Erzählen ist ein wesentlicher Bestandteil der menschlichen Kommunikation. Es ist alltäglich und allgegenwärtig. Doch was ist Erzählen überhaupt?
Die Folien für dieses Video gibt es für Steady-Abonnenten und Kanalmitglieder auf YouTube als PDF zum Download.

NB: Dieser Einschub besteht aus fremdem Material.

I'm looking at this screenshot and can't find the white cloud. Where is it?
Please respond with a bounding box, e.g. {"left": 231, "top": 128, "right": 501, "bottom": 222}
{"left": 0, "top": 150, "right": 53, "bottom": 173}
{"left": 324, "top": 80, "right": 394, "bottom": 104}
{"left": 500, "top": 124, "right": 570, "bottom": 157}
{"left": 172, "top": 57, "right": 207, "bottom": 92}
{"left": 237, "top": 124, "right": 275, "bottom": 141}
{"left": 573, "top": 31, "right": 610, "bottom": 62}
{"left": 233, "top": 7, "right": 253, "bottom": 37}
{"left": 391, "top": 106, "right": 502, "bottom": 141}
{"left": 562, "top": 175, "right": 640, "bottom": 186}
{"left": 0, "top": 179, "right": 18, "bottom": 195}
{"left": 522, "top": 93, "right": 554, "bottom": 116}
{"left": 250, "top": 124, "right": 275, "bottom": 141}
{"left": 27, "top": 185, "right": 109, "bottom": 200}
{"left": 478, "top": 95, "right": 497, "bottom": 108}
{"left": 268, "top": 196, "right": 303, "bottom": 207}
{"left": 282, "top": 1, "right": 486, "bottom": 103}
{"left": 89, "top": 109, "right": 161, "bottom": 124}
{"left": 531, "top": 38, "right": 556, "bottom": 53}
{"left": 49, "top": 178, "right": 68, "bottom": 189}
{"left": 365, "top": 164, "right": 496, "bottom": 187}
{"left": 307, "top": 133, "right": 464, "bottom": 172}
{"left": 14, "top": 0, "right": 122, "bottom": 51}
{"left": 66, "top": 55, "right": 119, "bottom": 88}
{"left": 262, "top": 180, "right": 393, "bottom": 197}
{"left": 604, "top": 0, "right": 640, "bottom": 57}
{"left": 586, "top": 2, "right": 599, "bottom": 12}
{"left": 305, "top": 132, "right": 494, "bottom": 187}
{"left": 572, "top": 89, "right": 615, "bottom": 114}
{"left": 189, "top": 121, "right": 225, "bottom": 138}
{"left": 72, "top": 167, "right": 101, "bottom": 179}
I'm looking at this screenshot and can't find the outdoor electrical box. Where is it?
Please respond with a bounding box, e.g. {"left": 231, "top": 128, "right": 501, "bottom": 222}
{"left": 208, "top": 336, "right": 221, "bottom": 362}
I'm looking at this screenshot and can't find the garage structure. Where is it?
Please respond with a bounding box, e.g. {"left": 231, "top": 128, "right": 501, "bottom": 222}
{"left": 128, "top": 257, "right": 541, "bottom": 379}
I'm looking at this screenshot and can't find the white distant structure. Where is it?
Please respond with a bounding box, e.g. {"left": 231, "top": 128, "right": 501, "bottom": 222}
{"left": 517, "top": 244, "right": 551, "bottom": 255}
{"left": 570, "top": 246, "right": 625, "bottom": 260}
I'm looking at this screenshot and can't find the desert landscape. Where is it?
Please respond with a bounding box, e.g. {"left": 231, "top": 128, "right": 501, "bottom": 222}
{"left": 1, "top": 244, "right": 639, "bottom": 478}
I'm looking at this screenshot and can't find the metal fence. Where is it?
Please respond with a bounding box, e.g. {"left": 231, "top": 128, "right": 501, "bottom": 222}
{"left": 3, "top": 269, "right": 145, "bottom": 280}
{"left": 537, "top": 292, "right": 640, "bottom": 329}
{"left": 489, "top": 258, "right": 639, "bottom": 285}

Erzählen ist etwas, das wir jeden Tag tun. Eigentlich können wir sogar kaum kommunizieren, ohne uns ständig gegenseitig etwas zu erzählen. Und dementsprechend sind wir auch umgeben von Erzählungen:
- Wir hören und schauen Nachrichten,
- wir haben Schulunterricht,
- Freunde, die etwas aus ihrem Leben erzählen,
- und so weiter …
Und weil das Erzählen in unserem Leben so selbstverständlich ist, fragen wir uns meistens nicht, was das überhaupt ist. Dabei ist das Erzählen eine wahnsinnig faszinierende Sache.
Erzählen im weiteren Sinne
Wenn wir im Alltag von „Erzählen“ sprechen, dann meinen wir in der Regel, dass da jemand vor uns steht und eine Geschichte erzählt. Oft sagen wir aber auch, dass bestimmte Medien etwas erzählen.
Zu den erzählenden Medien gehören:
- Romane, Epik generell: Erzählen in Reinform.
- Filme: Erzählen durch bewegte Bilder.
- Graphic Novels und Comics: Erzählen durch statische gezeichnete Bilder.
- Animationsfilme: Erzählen durch Animation.
- Theaterstücke: Erzählen auf der Bühne.
- Videospiele: Erzählen, indem man den Rezipienten an der Geschichte teilhaben lässt.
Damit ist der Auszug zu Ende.